7. Check Your Financial Accounts Regularly
Check your bank and credit card accounts at least once a week for any signs of fraud, Glassberg said.
Sign up for bank alerts that can alert you to every transaction over a certain dollar amount.
Every bank and credit card should have it set up where you get a text/push/email alert any time you card is used or there is activity on your bank account, said Alex Hamerstone, GRC practice lead at TrustedSec, a white hat hacking firm headquartered in Strongsville, Ohio.
"My threshold is set to zero so I see all activity instantly," he said. "In a restaurant, I get the alert on my phone even before the server brings my card back."
8. Use a Credit Card, Not a Debit Card
If you are a victim of fraud you don't owe any money to the credit card company.
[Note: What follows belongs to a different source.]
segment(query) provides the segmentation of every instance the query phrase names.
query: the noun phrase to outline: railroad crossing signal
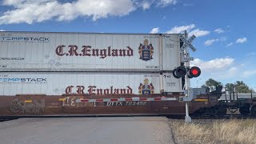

If you use your debit card, you have to file a claim and wait to get your money back, which is not a fun prospect, especially around the holidays, said Hamerstone.
9. Wipe Out Old Data
If you get new electronics this year, change the default settings and wipe your old data before tossing or donating it, he said.
10. Use a Separate Credit Card
Use a separate credit card with a low credit limit for shopping online, said Randy Pargman, senior director of Binary Defense, a cyber threat intelligence firm headquartered in Hudson, Ohio.
"If that card number is stolen and misused by criminals, the damage will be limited," he said.
11. Don't Click on Websites
Cybercriminals are trained in the art of using social engineering to lure unsuspecting victims to click on a simple, seemingly harmless link, said Joseph Carson, chief security scientist at Thycotic, a Washington D.C.-based provider of privileged access management (PAM) solutions.
"Cybercriminals take advantage of victims when they are most vulnerable and this is especially true when making impulse decisions when shopping online," he said.
The links could be an extremely malicious malware waiting to take over your account, steal your money or even worse steal your identity.
"Cybercriminals use fear, time and money to lure victims to making them do something they wish they had not," Carson said.
12. Avoid Limited Bargains and Deals
If the deal sounds too good to be true, then there is likely a catch.
Criminals use fear to grab the attention of consumers such as a "once in a lifetime" sale or a deal that ends in the next 24 hours.
"You expect that you will get these limited specials, however, the cybercriminals are simply trying to abuse your vulnerable trust," Carson said. "Cybercriminals will sift through tons of social media information to search what you are looking for and offer you the best deal in the world simply just to steal your password to your accounts."
Beware of email offers from companies you don't recognize and even those that you do know but shouldn't be emailing you because they will likely contain a malicious click through link or even an attachment, said Steve Durbin, managing director of the Information Security Forum, a London-based authority on cyber, information security and risk management. "Don't click through or download the attachment unless you are completely certain that they are legitimate."
13. Update Your Security Software
Now is a good time to update your security software on all your electronics, including your desktop, laptop, tablet and smartphone.
"When shopping online, especially at a busy time like the holidays, be sure to update your security software and check that your firewall and antivirus is working," Durbin said. "Always use genuine and familiar sites. If you don't know them, check them out via Google or your favorite search engine."